Por Dr. Sinclair
Ferguson
Novamente,
precisamos enfatizar que o ponto a ser considerado aqui é uma tendência. Não se
limita ao ramo carismático ou pentecostal do Cristianismo.
Nossa
preocupação não é nos arrastar através da controvérsia
cessacionista/não-cessacionista. Seja qual for nossa opinião, é claro que hoje dentro
de grandes setores do evangelicalismo, quer no carismático ou até no
não-carismático, a "revelação" contínua tem sido bem-vinda. Numa
geração anterior isso se expressava mais claramente naqueles que esperavam
achar um direcionamento "escutando o Espírito".
Os
reformados e os confessionais, incluindo pessoas como Calvino e John Owen,
conheciam bem essa espécie de "revelações espirituais". Acrescentando
ou ignorando a voz do Espírito na Bíblia, muitos diziam ouvir sua voz
diretamente. Naquele tempo, como agora, alguns deles diziam acreditar na
infalibilidade das Escrituras, embora parecessem pouco conhecer a doutrina da
suficiência da Escritura. Lamentavelmente, como Calvino parece já ter
experimentado na Reforma, é impossível discutir o sentido da Escritura com
aqueles que presumem possuir a intervenção direta do Espírito.
Antigamente
o que era pouco mais do que uma tendência mística, hoje já se tornou uma
enchente. Será exagero sugerir que as pessoas que mantêm a doutrina da Reforma,
da absoluta suficiência da voz do Espírito na
Bíblia, iluminada pela obra do Espírito no coração, sejam uma espécie em
perigo de extinção?
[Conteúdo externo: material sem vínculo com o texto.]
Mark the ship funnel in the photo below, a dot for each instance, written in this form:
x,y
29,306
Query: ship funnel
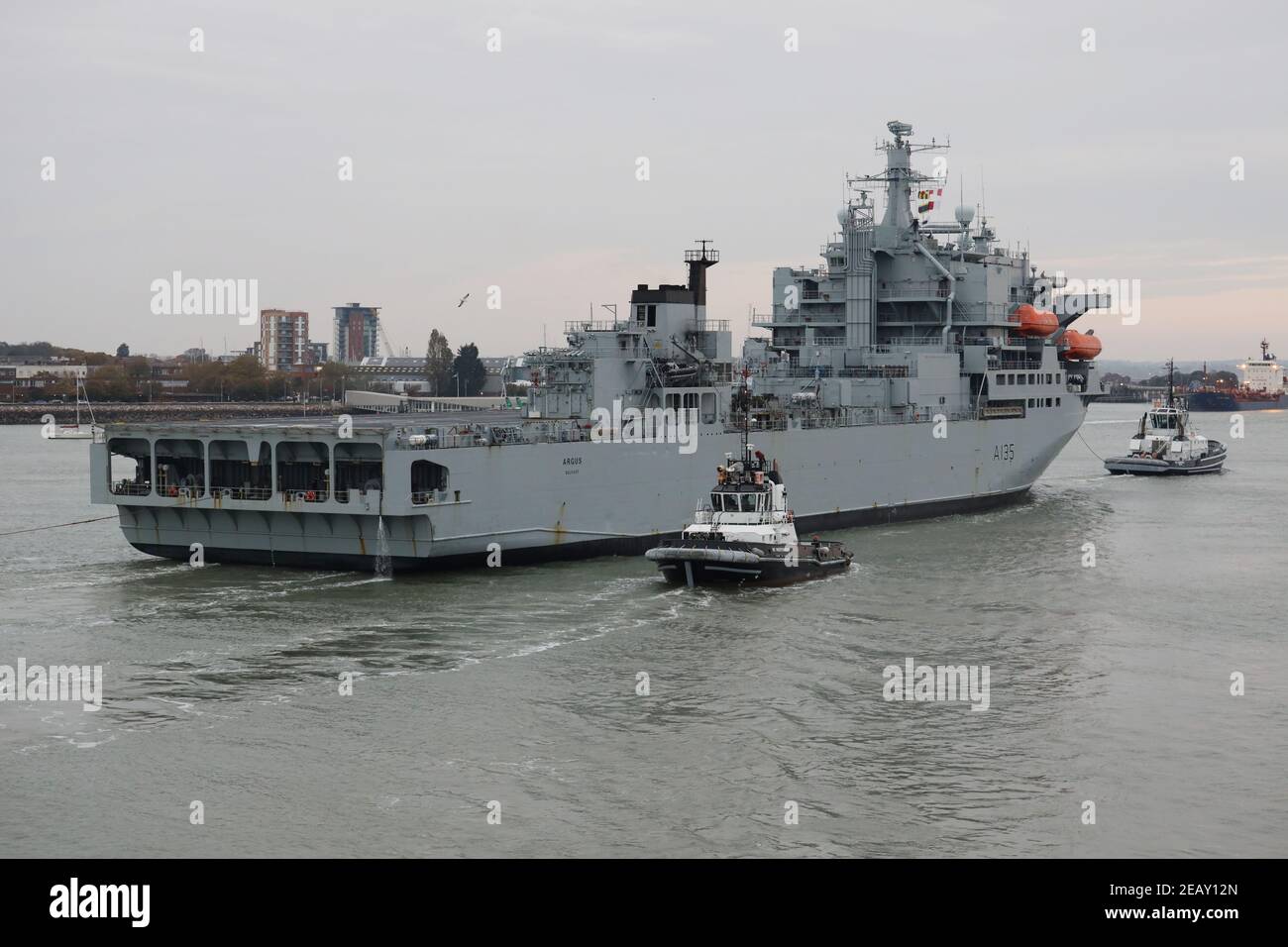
x,y
900,129
698,262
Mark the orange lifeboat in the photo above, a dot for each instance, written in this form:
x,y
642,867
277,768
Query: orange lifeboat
x,y
1080,347
1035,321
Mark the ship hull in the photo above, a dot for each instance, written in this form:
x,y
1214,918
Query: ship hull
x,y
585,549
546,501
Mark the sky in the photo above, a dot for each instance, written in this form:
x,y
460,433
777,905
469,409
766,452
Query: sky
x,y
516,167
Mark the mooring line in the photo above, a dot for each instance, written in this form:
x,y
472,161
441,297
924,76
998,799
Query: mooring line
x,y
1089,447
55,526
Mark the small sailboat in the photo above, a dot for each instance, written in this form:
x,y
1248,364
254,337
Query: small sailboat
x,y
76,432
1167,444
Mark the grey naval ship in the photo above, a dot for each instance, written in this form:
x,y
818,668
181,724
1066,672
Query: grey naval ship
x,y
914,372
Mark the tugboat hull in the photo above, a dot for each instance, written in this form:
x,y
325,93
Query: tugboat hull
x,y
695,565
1153,467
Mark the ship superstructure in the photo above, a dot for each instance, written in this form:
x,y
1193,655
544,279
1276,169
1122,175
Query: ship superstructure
x,y
917,371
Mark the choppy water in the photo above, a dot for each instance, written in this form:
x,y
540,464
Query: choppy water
x,y
519,685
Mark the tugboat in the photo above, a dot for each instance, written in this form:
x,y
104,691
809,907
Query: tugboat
x,y
746,534
1166,444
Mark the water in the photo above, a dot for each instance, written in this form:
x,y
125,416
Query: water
x,y
519,685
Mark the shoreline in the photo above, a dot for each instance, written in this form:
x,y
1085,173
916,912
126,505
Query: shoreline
x,y
112,412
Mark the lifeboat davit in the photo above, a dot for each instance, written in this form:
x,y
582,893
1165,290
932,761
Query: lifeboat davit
x,y
1080,347
1035,321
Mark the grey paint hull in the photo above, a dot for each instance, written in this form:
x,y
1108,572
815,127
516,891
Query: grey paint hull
x,y
544,501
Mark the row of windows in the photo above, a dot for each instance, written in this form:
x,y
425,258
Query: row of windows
x,y
728,502
1034,377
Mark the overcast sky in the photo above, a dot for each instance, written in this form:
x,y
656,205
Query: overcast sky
x,y
518,167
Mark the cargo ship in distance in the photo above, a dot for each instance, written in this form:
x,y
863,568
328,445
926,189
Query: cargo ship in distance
x,y
1262,388
911,373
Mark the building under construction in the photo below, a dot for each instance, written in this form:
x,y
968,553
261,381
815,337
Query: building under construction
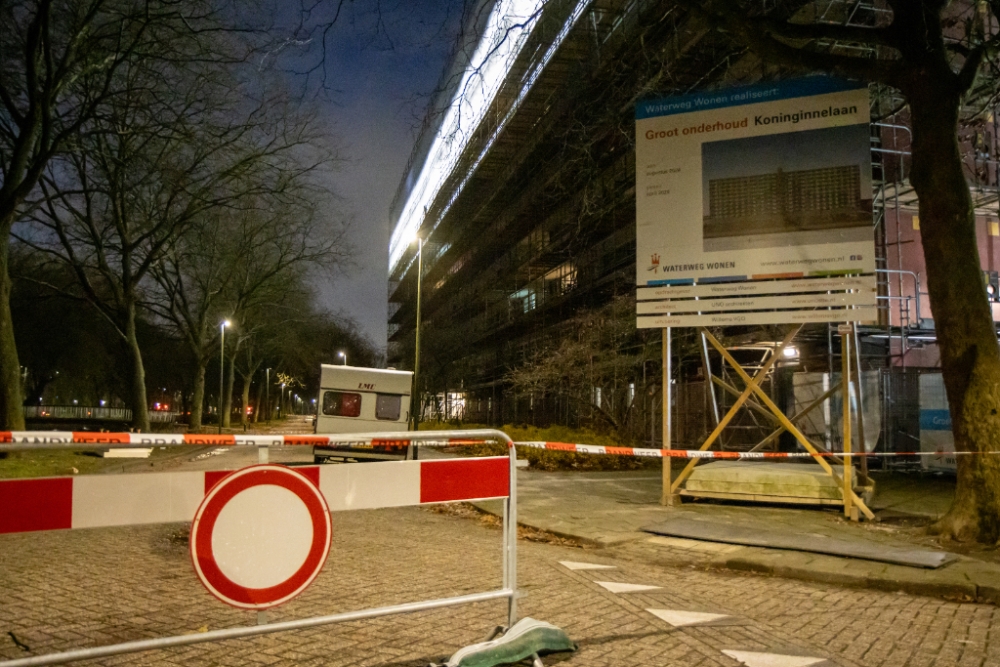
x,y
522,186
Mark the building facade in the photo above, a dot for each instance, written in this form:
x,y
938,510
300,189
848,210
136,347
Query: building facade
x,y
522,187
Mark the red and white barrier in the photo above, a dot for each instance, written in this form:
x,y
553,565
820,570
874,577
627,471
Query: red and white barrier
x,y
38,439
699,454
91,501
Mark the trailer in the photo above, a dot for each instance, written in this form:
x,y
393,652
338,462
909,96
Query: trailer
x,y
362,400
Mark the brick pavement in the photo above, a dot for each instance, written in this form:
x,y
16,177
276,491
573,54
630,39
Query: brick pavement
x,y
61,590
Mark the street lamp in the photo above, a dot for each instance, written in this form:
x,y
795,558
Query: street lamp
x,y
414,398
267,393
222,366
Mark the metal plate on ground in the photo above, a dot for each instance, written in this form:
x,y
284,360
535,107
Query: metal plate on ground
x,y
775,539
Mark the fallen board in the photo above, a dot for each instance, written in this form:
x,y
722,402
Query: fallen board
x,y
710,531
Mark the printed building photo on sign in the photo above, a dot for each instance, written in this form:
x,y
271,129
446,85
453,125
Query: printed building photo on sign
x,y
778,190
757,201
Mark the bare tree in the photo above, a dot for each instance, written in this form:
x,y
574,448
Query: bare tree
x,y
940,56
236,261
171,145
58,61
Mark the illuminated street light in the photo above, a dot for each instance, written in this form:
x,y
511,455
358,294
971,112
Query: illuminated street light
x,y
414,398
222,366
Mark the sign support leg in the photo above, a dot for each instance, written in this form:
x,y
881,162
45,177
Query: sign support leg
x,y
845,387
666,493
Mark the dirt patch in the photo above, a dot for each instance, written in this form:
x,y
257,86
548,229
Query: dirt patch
x,y
470,511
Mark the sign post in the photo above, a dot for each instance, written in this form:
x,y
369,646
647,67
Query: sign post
x,y
753,207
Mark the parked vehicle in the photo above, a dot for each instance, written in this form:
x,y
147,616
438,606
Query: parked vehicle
x,y
362,400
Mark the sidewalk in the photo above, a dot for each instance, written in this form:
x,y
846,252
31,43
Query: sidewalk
x,y
609,509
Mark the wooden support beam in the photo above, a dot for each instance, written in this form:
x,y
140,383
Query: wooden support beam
x,y
753,405
797,416
789,426
752,385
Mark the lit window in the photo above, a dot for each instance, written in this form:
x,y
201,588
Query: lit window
x,y
341,404
387,406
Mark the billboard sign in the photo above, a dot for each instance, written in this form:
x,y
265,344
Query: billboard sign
x,y
754,206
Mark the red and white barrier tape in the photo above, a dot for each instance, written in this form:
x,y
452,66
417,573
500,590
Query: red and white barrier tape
x,y
699,454
222,440
90,501
359,441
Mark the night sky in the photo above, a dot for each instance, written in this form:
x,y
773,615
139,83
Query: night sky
x,y
383,60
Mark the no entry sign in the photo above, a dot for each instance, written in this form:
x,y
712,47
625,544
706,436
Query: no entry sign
x,y
260,536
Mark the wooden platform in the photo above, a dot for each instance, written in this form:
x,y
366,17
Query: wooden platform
x,y
762,481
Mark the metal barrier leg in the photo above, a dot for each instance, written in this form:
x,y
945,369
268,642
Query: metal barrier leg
x,y
512,540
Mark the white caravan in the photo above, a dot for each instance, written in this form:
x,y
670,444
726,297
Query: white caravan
x,y
362,400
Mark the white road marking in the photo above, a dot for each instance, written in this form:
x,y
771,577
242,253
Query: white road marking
x,y
617,587
754,659
681,619
573,565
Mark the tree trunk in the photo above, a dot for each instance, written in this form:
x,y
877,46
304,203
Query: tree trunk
x,y
198,398
255,417
137,396
970,358
226,403
11,410
244,420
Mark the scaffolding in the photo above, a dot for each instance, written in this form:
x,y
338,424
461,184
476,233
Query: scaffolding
x,y
536,224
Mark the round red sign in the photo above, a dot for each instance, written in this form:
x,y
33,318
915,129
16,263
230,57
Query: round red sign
x,y
260,536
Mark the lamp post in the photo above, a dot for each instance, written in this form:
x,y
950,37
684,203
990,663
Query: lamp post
x,y
414,397
222,366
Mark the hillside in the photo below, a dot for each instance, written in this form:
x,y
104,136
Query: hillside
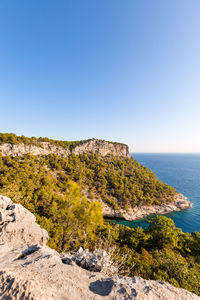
x,y
31,270
10,144
125,188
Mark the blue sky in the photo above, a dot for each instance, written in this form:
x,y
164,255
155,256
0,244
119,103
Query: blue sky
x,y
126,71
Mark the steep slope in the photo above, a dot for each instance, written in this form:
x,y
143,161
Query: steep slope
x,y
11,144
31,270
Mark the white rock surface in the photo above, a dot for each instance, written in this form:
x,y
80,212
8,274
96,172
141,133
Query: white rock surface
x,y
140,212
100,147
18,227
38,273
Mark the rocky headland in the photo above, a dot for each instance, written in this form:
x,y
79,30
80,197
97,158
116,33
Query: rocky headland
x,y
140,212
31,270
100,147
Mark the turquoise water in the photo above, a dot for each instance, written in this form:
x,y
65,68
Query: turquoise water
x,y
181,171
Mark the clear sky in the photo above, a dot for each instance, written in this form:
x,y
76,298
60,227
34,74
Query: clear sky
x,y
119,70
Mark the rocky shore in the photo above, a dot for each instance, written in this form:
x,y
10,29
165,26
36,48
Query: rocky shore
x,y
103,148
140,212
30,270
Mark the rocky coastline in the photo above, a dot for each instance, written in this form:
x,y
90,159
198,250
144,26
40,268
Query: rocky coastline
x,y
140,212
103,148
30,270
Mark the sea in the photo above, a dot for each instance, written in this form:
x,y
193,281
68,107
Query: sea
x,y
182,171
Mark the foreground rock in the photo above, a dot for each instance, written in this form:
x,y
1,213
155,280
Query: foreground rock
x,y
140,212
31,270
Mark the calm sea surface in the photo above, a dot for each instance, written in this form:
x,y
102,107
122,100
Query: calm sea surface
x,y
181,171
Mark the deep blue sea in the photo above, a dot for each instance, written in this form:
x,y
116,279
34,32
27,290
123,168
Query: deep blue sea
x,y
181,171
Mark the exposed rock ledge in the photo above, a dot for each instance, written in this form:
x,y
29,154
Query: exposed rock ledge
x,y
30,270
100,147
140,212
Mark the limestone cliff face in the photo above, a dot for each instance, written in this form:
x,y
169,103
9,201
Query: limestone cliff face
x,y
44,148
103,148
100,147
Tanto na teologia acadêmica como no nível das pessoas
comuns, essa posição da Reforma é cada vez mais julgada reacionária quando não
herética, porque só uma minoria a sustenta.
Mas
o que tem isso a ver com a igreja medieval? Só isso: a igreja medieval inteira
operava no mesmo princípio, ainda que expresso de forma diferente. Para eles, o
Espírito fala fora da Escritura; os crentes não podem conhecer o direcionamento
detalhado de Deus quando dependem somente da Bíblia; a “voz viva do Espírito na
igreja” é essencial.
Não
só isso, mas, uma vez introduzida a "viva voz" do Espírito, parece
psicologicamente inevitável que essa viva voz se torne o cânon regulamentador
da conduta para a vida cristã.
A
equação — a palavra da Escritura mais a “viva voz” do Espírito, igual à revelação
divina — achava-se no centro da busca pelo poder do evangelho na escuridão
da igreja medieval. Agora, no final do segundo milênio (1996), estamos à beira, ou talvez mais do que à beira, de
sermos inundados por um fenômeno paralelo. O resultado na época (medieval) foi
uma fome de se ouvir e entender a palavra de Deus — tudo sob o disfarce daquilo
que ainda o Espírito estaria falando à igreja. E hoje?